The ISO standard for Torx screws, for example, does not mean that you cannot use Phillips head screws. But if you do want to use them, as mature ‘stabilized’ standards, they have an adequate description (and if the description is not adequate, they have a formalized process for getting the description improved.)
Notzed,
It is a fair point. The XML work done by JTC1 is minuscule in comparison to the number and importance of XML standards done by other standards organization with less pedigree. For example, the W3C, OASIS, or the large number of industry-oriented consortia.
A fair question might be why this is so? There is nothing to prevent a company or individual from petitioning their NB to create a new work proposal in SC34 for the next great XML standard. But this rarely happens.

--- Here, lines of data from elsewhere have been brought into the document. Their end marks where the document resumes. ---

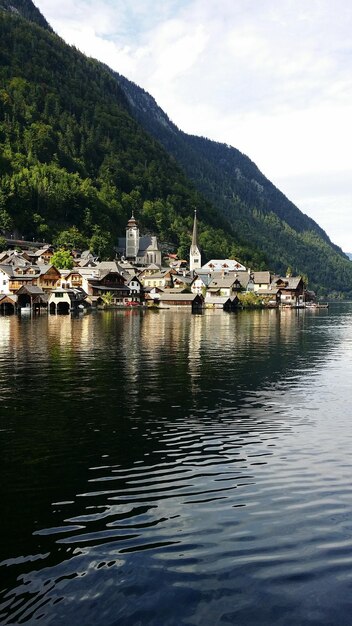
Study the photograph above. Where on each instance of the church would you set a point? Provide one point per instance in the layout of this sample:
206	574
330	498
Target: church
195	262
138	250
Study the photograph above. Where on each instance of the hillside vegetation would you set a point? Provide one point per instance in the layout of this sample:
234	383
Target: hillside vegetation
257	211
81	147
72	155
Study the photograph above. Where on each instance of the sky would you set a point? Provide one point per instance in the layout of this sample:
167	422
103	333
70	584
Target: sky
273	78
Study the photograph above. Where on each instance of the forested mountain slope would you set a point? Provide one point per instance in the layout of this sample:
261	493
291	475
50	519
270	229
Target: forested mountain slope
257	211
81	146
71	154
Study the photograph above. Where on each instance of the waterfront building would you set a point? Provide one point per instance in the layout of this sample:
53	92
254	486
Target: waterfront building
140	250
195	261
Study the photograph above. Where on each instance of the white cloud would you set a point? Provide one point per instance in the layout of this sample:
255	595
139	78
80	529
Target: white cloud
273	78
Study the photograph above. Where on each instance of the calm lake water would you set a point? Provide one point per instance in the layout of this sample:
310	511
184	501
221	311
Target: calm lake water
168	469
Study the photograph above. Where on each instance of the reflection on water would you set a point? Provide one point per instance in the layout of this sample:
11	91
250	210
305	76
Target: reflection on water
164	468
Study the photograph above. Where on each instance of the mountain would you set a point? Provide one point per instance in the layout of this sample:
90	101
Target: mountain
71	154
81	146
256	210
25	9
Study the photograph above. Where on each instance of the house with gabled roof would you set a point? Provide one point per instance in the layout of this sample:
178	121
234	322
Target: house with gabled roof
290	290
49	277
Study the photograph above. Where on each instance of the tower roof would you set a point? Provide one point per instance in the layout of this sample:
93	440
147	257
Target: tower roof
194	244
132	221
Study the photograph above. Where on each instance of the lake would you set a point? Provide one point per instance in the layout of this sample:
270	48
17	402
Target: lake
163	468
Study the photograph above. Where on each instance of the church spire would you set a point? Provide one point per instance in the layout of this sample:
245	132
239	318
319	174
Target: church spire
194	253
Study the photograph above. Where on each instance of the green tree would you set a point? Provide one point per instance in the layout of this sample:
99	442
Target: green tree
71	239
100	243
62	259
107	298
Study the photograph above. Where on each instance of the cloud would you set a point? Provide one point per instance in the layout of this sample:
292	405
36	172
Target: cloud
273	79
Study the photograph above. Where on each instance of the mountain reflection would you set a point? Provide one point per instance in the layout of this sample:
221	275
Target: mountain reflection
124	434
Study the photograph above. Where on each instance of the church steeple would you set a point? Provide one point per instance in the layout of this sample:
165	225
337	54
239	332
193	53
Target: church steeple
194	252
132	238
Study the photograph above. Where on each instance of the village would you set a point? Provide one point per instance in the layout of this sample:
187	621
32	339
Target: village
139	277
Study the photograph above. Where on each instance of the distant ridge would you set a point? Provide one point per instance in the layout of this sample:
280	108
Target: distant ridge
83	146
26	9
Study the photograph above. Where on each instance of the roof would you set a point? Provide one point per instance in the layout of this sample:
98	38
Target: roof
218	264
108	265
218	299
32	290
220	281
262	277
178	297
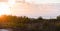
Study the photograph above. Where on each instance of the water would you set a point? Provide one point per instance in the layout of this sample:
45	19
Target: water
5	30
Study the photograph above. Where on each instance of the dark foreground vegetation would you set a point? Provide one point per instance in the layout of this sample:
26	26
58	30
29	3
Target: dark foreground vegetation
29	24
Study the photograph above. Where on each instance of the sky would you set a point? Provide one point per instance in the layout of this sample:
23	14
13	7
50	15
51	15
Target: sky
34	8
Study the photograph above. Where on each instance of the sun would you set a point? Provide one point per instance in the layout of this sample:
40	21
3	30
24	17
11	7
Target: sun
4	9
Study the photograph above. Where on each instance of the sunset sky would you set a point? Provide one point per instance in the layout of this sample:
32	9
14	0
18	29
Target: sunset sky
31	8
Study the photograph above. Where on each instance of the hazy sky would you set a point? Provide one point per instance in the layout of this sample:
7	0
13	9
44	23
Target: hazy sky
36	8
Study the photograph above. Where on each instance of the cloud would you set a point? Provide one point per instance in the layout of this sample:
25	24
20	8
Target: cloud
3	0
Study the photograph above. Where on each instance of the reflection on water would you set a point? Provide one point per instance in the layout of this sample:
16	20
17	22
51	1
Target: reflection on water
4	30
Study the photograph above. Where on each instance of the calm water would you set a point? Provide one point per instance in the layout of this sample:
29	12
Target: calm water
5	30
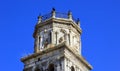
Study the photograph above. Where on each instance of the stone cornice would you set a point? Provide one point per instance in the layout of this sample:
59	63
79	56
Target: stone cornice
58	20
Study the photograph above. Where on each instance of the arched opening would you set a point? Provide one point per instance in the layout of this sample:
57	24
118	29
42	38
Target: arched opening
72	68
51	67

Even when this rarely happens apperantly it it much more likely to happen when the EU asked organization to do so.
So we’re “down to the last week” means that there was a decision to make, yes? Is the result of the decision public?
I believe August 4th is the final date for TMB/SMB to vote on whether to hear the appeals further.
There is nothing in the process that requires the results to be made public. However, since ISO’s press office decided to publicize the lodging of the appeals, I assume they will also issue a press release if/when the appeals are resolved.
From what I hear (indirectly) the appeals are getting a lot of support.
It is well past the 4th, anyone know what happened?
Was the vote to proceed and that is why ISO is so quiet?
I’m hearing conflicting reports, including one that says the vote was tied, but nothing official yet. I’d expect an officious ISO press release within a few days.
ISO has just published this:
“The two ISO and IEC technical boards have given the go-ahead to publish ISO/IEC DIS 29500, Information technology – Office Open XML formats, as an ISO/IEC International Standard after appeals by four national standards bodies against the approval of the document failed to garner sufficient support.”
http://www.iso.org/iso/pressrelease.htm?refid=Ref1151
A press release has now been published by ISO and IEC, and as expected it is a farce.
See also http://www.noooxml.org/forum/t-81761/not-very-appealing:iso-iec-kicks-out-appeals
LOL
You guys lost and you’re still whining about it, and today I read that you (IBM) are going to form your own ISO-rival? LOLOLOLOLOL
Wow, talk about a bunch of cry babies!!
Microsoft joined the OASIS ODF tech committee, which you CLAIMED you wanted to happen (we all know that was bullshit, you were only saying that for show). Once they start taking part in ODF discussions, I can’t wait for them to shove their spec needs down your throat and watch you try to reject them, which will put the lie to your claims of ODF as one spec to rule the rest.